As will be obvious to the reader, the writer of this portrait for the city of Los Angeles is a stranger, a recent addition to this city. The many ideas and remarks which follow, notwithstanding their accuracy, should be regarded first as the nodes along a line of thinking particular to newcomers, one which is best described as an education in anger which besets newcomers persistently hailed by the new city with the question: who are you?
Crawford Macpherson notes that the rights of private property are founded on the twin activities of permitting and prohibiting: parking here is prohibited, do not block this entryway, no dogs allowed, so on and so forth. Accordingly, the assumption is that ownership provides one with the right to withhold service and prohibit use. A guest may be invited to rest on a couch or be asked not to do so. These same twin activities apply to what are generally known as public spaces. Macpherson adds that in their struggle to win their civil rights, blacks had to argue long and hard against the owners of whites-only establishments, who countered that they had the right, as private owners, to withhold service from anyone. Equally relevant are women’s struggles against the many exclusive men’s clubs in England. Yet it is noticeable that such struggles are no longer occurring today. An exclusive men’s club or a whites-only establishment is not targeted as long as they do not threaten the already-acquired civic rights of women and blacks. In fact, opening a club for white men that caters to the sexual fantasies of non-white women would be a perfectly acceptable business endeavor. Today, exclusive clubs are prevalent: some are tailored for black women, others for Latinas, the elderly, or the obese.
These preceding remarks on the spirit and letter of the law are directly tied to the significance of building and sustaining public spaces at a time when such spaces are unavoidably governed by the laws of private property. In Los Angeles, the deciding factors which direct the use of public spaces are born of the general temperament of the residents, of their moral and political inclinations and, more importantly, of their racial or ethnic backgrounds—factors which narrow the function of public spaces and direct them away from promoting open-ended conversations. For if a conversation were to take place in such a space, it would inevitably be preoccupied by a number of fixed givens—national, racial, ethnic or other more reductive bonds. This is of course not particular to any one city. In Beirut, where once I lived, a conversation is always determined by various axioms. Yet what is worth pursuing is whether the construction of little cities within the administrative space of the larger city is unavoidable. Matters of tourism aside, a Little Italy or Little India, found in almost every major metropolis, is indicative of the limited paths open to conversation between the different races and ethnicities.
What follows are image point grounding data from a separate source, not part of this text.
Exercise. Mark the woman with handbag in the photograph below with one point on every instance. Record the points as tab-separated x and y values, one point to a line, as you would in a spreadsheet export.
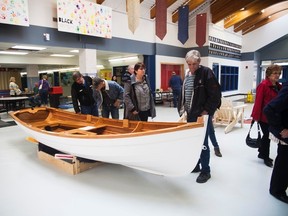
138	98
265	92
277	115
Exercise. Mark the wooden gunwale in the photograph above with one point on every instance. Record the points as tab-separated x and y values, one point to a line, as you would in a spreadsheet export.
127	128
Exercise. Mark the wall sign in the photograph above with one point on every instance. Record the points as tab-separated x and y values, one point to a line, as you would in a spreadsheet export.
83	17
14	12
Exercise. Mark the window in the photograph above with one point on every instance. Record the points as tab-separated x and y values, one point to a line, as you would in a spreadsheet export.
229	78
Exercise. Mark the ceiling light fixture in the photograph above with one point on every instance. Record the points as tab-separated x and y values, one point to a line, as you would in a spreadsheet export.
123	59
74	51
13	53
28	47
61	55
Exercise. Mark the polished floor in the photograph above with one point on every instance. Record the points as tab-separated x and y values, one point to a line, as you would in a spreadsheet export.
238	186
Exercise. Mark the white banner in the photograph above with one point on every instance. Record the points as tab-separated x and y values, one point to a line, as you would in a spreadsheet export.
83	17
14	12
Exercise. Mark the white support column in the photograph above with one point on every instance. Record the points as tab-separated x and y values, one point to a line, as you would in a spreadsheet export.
88	62
32	76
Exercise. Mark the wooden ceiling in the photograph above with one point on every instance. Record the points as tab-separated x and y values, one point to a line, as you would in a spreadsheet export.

Relations between the central authority and these little ethnic cities are defined by a simple but dangerous equation: the former resides in a well-guarded and closed fortress while the inhabitants of the latter attempt, on a daily basis, to avoid any encounter with the apparatus of authority. It is an equation by which one is allowed to live freely under the law. But upon whom is this freedom bestowed? In America, one can live as an Armenian, an Iranian, an Arab, or a Jew without ever rubbing against the American way of life, which is kept hidden well within official quarters. Accordingly, civil rights activists have not accomplished the integration they fought so hard for. Even if any one person has now the right to live in the Mexican neighborhoods of Los Angeles, he or she must bow to and observe a number of rules and constraints ranging from conditions born of deep-seated interethnic fears to basic issues such as finding alternative foods to those prevalent for the dominant ethnicity. In consequence, this offers the police an immense moral authority to exact punishment. In itself, that exceeds the tasks and role of the law, or at least transposes the law onto the forcefulness of the police. It is common to find that the brutal repression of one particular ethnicity by the police is looked upon favorably by other ethnicities. Accordingly, the police are always admired and defended by one ethnicity or another, but never at any one moment by all. The social make-up of the city effectively turns into a spread of horizontal segregation tied together only by the brute force of the police.